Prawie jak Zero i sen, bo żeby spisać te wersy
Serio musiałem go spędzić z powiek jak setki mój portfel
Zamykam oczy i grę, to solus ipse, nie wierzysz
Ej, musisz serio się cenić, człowiek, jak setki mój portfel
I to jest dopiero chore, ty swoje, dopiero wtorek
Która aleja, kwatera, to cmentarz? - Co ty, biurowiec?
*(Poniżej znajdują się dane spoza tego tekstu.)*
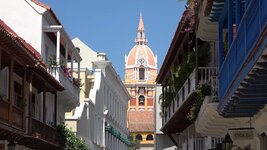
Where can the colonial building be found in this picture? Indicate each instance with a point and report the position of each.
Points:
(45, 98)
(239, 30)
(187, 76)
(140, 75)
(230, 47)
(101, 118)
(28, 103)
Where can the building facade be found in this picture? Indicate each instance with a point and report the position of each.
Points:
(140, 75)
(231, 36)
(26, 89)
(240, 38)
(101, 118)
(44, 90)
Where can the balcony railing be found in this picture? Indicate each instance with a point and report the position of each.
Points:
(205, 75)
(43, 131)
(17, 114)
(65, 80)
(251, 26)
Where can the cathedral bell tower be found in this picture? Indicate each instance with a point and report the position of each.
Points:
(140, 75)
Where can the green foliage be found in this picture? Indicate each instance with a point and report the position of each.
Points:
(135, 144)
(205, 90)
(53, 62)
(178, 76)
(204, 54)
(68, 141)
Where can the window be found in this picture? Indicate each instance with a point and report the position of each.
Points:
(138, 137)
(149, 137)
(141, 100)
(141, 73)
(141, 91)
(4, 84)
(18, 100)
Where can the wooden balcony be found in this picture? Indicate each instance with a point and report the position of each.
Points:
(242, 76)
(17, 115)
(175, 119)
(42, 137)
(71, 92)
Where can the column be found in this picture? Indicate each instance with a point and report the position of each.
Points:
(72, 65)
(66, 55)
(44, 105)
(79, 69)
(11, 90)
(0, 64)
(220, 54)
(30, 105)
(247, 3)
(230, 22)
(238, 13)
(58, 54)
(55, 107)
(24, 96)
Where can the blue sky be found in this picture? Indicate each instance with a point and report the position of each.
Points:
(110, 26)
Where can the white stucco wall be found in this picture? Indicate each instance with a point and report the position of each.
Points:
(24, 17)
(88, 55)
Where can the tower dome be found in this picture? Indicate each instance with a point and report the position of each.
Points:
(141, 56)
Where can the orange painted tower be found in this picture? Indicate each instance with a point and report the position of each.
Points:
(140, 75)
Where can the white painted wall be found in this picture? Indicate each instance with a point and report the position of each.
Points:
(24, 17)
(88, 55)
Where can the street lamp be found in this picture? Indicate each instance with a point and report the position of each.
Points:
(228, 143)
(11, 145)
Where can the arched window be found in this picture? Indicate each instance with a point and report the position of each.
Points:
(138, 137)
(141, 73)
(149, 137)
(141, 100)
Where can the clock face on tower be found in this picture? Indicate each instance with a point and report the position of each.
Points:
(141, 61)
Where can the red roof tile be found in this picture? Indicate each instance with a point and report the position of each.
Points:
(47, 7)
(13, 34)
(41, 4)
(141, 121)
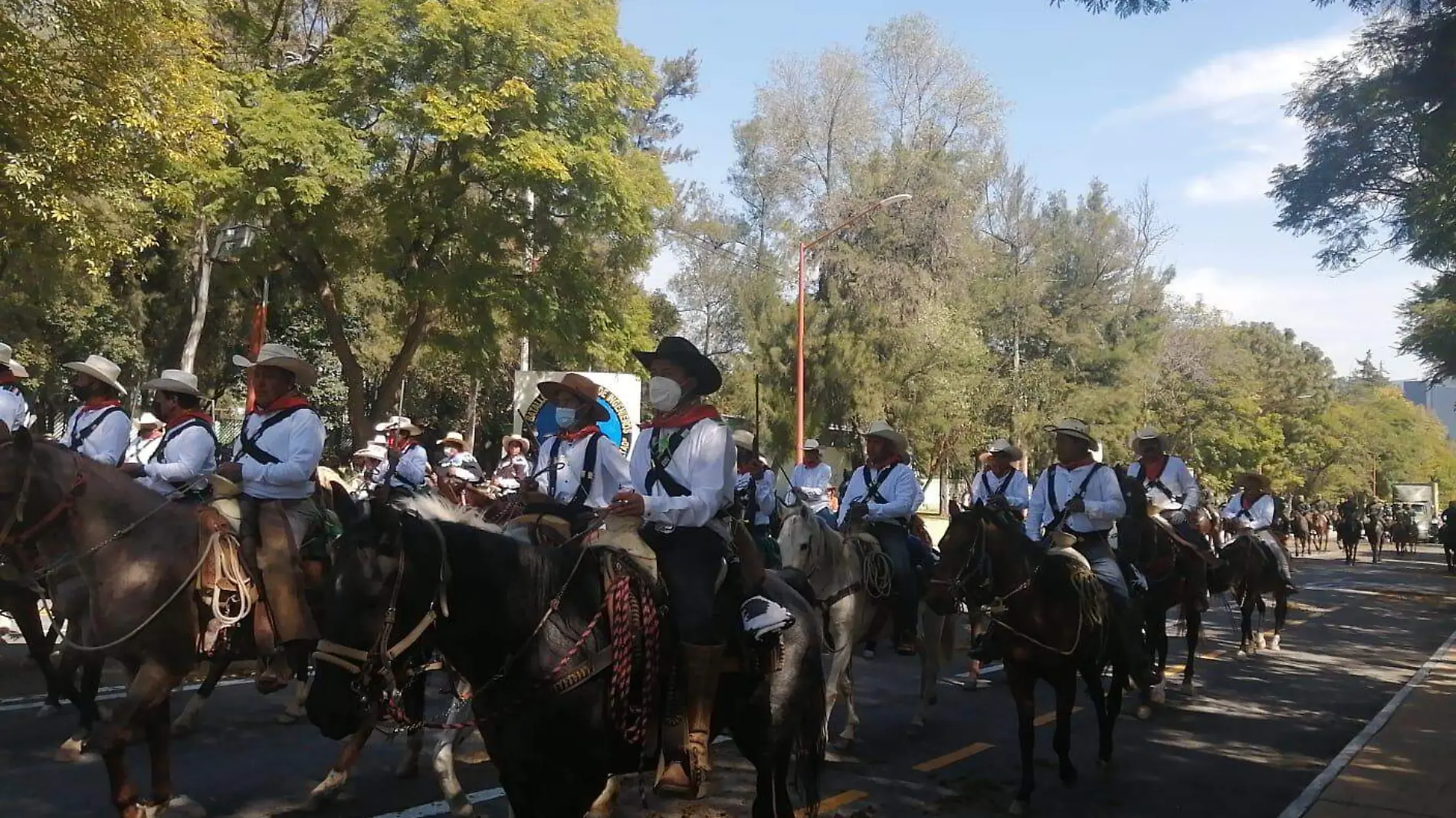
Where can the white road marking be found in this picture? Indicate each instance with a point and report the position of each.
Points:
(1307, 800)
(102, 695)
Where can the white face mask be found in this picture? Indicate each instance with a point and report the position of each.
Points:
(663, 394)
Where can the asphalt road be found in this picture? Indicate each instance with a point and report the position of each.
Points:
(1258, 731)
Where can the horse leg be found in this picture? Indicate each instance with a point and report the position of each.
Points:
(1193, 623)
(1062, 738)
(1092, 677)
(333, 785)
(1022, 690)
(192, 711)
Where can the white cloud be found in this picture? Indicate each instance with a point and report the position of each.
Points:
(1241, 87)
(1343, 315)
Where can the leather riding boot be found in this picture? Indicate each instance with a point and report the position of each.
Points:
(687, 776)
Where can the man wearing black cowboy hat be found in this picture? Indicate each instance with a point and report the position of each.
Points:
(682, 469)
(579, 466)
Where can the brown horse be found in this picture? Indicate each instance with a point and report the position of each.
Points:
(1050, 616)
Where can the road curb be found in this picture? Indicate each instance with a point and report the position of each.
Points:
(1317, 788)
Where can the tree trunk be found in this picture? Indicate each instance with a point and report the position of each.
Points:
(203, 270)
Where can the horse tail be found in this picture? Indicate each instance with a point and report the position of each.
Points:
(808, 740)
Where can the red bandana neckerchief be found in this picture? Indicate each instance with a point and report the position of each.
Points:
(189, 415)
(286, 402)
(684, 418)
(579, 434)
(1155, 469)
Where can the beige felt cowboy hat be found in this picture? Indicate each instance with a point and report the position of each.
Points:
(887, 433)
(582, 388)
(100, 368)
(1002, 447)
(281, 357)
(175, 381)
(1072, 427)
(1148, 433)
(399, 424)
(8, 360)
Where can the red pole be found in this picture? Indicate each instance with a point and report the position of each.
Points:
(799, 446)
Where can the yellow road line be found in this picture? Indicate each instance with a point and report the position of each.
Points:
(836, 801)
(953, 757)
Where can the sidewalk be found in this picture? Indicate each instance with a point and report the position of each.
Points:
(1408, 769)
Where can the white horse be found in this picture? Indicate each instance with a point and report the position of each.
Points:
(835, 567)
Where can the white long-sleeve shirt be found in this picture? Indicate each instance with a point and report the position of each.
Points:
(763, 496)
(142, 449)
(1103, 499)
(1177, 479)
(15, 412)
(813, 482)
(296, 441)
(107, 441)
(1017, 491)
(899, 486)
(411, 469)
(184, 454)
(566, 462)
(705, 463)
(1260, 515)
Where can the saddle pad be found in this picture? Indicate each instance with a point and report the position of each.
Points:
(1072, 555)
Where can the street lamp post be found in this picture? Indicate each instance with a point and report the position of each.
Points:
(804, 249)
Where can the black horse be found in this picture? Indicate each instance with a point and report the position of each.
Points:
(533, 629)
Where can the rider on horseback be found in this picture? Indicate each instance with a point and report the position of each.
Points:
(1251, 510)
(187, 453)
(682, 486)
(1001, 483)
(1082, 498)
(277, 456)
(579, 466)
(1174, 492)
(884, 492)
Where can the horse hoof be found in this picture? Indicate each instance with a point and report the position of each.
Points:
(184, 807)
(1156, 693)
(71, 751)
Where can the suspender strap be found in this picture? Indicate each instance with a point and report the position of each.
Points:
(79, 436)
(251, 447)
(661, 457)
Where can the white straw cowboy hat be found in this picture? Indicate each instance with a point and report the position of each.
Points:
(284, 358)
(1072, 427)
(1002, 447)
(8, 360)
(100, 368)
(373, 453)
(175, 381)
(399, 424)
(1149, 433)
(887, 433)
(582, 388)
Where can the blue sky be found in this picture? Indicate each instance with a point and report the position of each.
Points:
(1189, 101)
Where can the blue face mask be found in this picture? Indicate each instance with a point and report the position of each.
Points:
(566, 417)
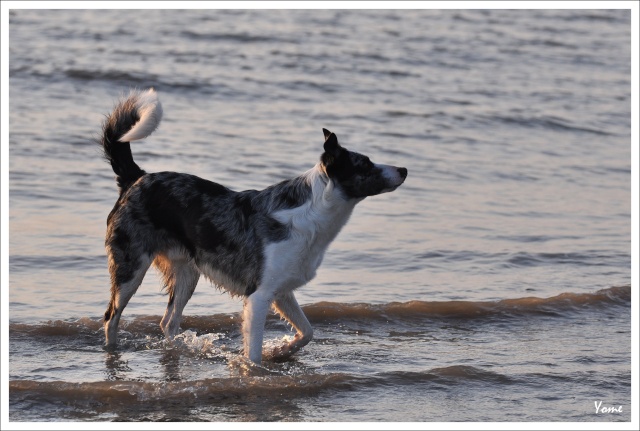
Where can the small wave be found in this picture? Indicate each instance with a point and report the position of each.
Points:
(324, 312)
(545, 122)
(560, 304)
(220, 389)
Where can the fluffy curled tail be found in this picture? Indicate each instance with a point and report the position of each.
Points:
(134, 117)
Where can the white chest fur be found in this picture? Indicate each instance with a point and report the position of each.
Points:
(292, 263)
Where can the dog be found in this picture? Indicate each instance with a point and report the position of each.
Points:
(261, 245)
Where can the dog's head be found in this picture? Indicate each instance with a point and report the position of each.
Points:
(356, 175)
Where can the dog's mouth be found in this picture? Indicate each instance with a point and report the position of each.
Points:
(396, 180)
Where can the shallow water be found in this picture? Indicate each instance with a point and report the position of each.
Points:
(494, 285)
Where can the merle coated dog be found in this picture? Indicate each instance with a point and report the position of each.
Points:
(261, 245)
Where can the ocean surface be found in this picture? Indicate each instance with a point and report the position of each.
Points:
(494, 285)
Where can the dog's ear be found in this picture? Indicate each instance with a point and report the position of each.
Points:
(331, 145)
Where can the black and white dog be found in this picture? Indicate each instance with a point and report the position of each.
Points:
(258, 244)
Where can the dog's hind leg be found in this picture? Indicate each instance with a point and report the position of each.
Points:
(126, 277)
(288, 308)
(181, 277)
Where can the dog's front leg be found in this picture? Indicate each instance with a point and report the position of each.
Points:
(287, 306)
(256, 307)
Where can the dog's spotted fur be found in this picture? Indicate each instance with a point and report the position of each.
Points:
(258, 244)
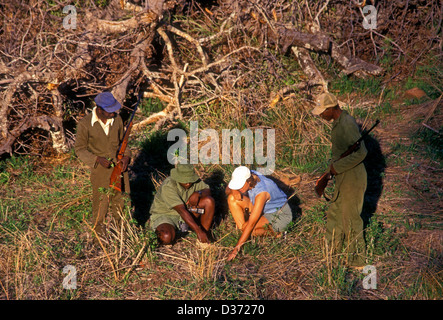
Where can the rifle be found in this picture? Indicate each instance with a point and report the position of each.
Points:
(116, 176)
(322, 182)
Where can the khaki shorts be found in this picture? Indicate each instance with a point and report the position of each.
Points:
(280, 219)
(171, 219)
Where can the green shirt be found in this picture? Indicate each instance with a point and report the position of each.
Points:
(171, 194)
(345, 132)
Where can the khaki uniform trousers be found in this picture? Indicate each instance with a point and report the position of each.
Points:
(107, 198)
(344, 225)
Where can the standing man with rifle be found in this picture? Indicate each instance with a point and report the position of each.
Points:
(100, 144)
(344, 226)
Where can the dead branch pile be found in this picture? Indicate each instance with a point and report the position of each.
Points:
(187, 54)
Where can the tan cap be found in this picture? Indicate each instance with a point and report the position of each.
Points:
(324, 101)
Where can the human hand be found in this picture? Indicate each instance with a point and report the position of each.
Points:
(193, 199)
(125, 162)
(202, 236)
(103, 162)
(237, 195)
(332, 170)
(233, 254)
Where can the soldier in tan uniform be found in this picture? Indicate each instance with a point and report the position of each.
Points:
(97, 141)
(344, 227)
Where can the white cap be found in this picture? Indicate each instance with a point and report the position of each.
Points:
(239, 177)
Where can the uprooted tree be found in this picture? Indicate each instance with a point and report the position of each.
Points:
(184, 53)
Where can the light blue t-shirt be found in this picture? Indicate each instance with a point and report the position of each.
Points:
(278, 197)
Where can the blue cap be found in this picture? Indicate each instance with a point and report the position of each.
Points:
(107, 102)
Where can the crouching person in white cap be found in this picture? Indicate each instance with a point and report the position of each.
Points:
(257, 204)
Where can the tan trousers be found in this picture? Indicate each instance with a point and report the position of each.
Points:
(105, 198)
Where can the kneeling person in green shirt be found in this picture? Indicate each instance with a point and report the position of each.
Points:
(182, 199)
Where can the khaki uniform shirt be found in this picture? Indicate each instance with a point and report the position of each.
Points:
(92, 141)
(171, 194)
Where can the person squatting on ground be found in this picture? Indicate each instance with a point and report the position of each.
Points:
(344, 226)
(182, 201)
(257, 205)
(97, 141)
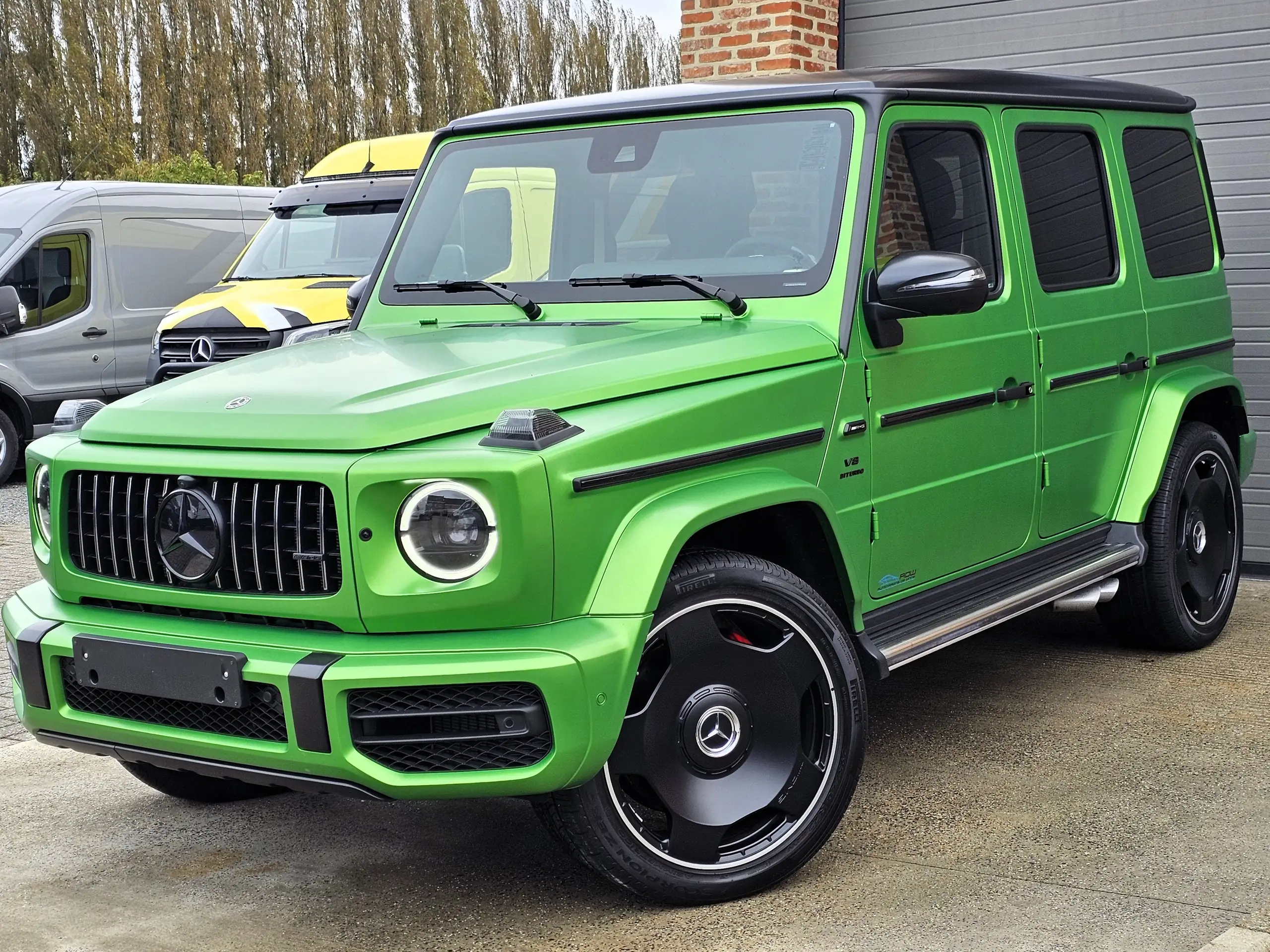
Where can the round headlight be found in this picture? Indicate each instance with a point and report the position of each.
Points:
(446, 531)
(44, 490)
Jedni chorują na wolnośc i z nią się biją pod blokiem
Inni na przestrzeń pięter, błękit za szybami okien
Jak w wyro pudla wbijasz i tak cię zwija, że amen
Albo w krainie ciemności, że ciągle szyja i parter
To kurwa kończę i znikam, nara jak Piotr Marek
Zawsze się znajdzie unikat, co ma aż tak wyjebane
Nie takie kluby olałem, dwadzieścia siedem za pasem
I nie że całkiem outsidem lecę, bo znowu na trasie
A znając wasze wygrane, wolę już zamykać stawkę
Jak czarne konie na drodze do nieba z napisem: "slaughterhouse"
[Tekst i adnotacje na Rap Genius Polska]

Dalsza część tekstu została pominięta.